Из ванной выглянул папа с зубной щёткой во рту и поднял брови. Белая пена свисала с уголка губ, и он был похож на моржа. Папа ничего не сказал, только погрозил пальцем и скрылся обратно. Саша и мама переглянулись и прыснули.
— Видишь, папа тоже в настроении, — шепнула мама. — Просто у него настроение тихое.
— А у меня какое? — спросил Саша.
— У тебя громкое. В меня.
Саша всё равно не совсем понимал, что такое «в настроении», но кивнул. Ему нравилось, когда мама такая. Шумная, быстрая, с блестящими глазами. Она повернулась обратно к плите и запела снова, ещё громче:
— Фаина, Фаина, Файна-на
— А кто такая Фаина? — спросил Саша, забираясь на табуретку.
— Тётя такая, — не оборачиваясь, ответила мама. — В песне. Очень красивая, наверное.
— Красивее тебя?
Мама замерла на секунду, потом обернулась и пристально посмотрела на Сашу. В глазах у неё запрыгали смешинки.

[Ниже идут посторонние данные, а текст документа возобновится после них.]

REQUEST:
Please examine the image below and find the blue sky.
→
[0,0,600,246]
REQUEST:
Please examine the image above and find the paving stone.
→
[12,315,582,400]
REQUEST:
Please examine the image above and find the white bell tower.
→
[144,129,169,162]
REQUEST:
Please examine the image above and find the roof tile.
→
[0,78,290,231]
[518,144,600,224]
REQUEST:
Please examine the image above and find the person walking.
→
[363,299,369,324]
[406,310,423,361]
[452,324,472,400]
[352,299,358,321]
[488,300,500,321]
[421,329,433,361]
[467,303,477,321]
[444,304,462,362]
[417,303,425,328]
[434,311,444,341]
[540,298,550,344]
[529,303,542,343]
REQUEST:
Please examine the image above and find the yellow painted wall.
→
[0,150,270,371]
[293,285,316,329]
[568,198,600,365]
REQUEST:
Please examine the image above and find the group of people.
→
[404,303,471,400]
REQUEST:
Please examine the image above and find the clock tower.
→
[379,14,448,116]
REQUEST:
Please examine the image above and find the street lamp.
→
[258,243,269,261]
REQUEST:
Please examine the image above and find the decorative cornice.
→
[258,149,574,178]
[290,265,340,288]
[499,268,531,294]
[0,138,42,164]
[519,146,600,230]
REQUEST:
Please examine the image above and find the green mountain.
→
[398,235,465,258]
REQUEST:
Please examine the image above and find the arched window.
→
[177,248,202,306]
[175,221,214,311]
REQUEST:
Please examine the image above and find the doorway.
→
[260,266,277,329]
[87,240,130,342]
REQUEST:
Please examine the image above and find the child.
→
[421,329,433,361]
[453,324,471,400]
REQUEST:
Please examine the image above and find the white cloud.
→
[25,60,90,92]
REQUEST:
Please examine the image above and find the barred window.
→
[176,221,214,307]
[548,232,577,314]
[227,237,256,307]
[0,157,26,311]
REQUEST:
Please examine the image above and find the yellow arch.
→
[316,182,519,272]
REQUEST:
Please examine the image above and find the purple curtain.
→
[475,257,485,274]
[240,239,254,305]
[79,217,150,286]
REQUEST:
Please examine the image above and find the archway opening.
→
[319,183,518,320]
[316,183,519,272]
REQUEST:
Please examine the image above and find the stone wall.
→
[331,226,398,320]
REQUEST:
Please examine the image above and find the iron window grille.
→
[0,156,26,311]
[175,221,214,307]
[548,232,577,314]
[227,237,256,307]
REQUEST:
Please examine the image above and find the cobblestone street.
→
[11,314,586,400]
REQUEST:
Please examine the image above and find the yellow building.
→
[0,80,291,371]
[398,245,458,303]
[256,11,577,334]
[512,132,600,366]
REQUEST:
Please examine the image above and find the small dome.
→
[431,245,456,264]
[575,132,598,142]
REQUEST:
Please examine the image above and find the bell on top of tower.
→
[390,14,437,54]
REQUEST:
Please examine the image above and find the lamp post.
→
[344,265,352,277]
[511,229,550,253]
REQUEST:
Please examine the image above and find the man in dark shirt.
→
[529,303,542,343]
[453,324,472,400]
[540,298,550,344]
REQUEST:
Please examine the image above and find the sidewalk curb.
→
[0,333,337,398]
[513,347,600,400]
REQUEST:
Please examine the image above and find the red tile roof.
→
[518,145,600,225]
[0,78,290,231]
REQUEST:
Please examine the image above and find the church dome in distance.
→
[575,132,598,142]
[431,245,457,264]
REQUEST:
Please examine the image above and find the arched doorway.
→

— Сашка, ты мне льстишь. Но спасибо. Нет, не красивее.
— Я так и знал, — серьёзно сказал Саша. — В песнях всё врут.
— Ну, не всё, — мама снова повернулась к плите. — Иногда в песнях правда. Но сегодня точно врут.
Табуретка была высокая, с потрескавшейся краской на сиденье, когда-то зелёной, теперь облупившейся до дерева. Саша провёл ладонью по сиденью, оно было шершавое и тёплое. Если надавить ногтём на край облупившейся краски, она отходила маленькой чешуйкой. Саша сегодня снова отковырнул одну такую чешуйку.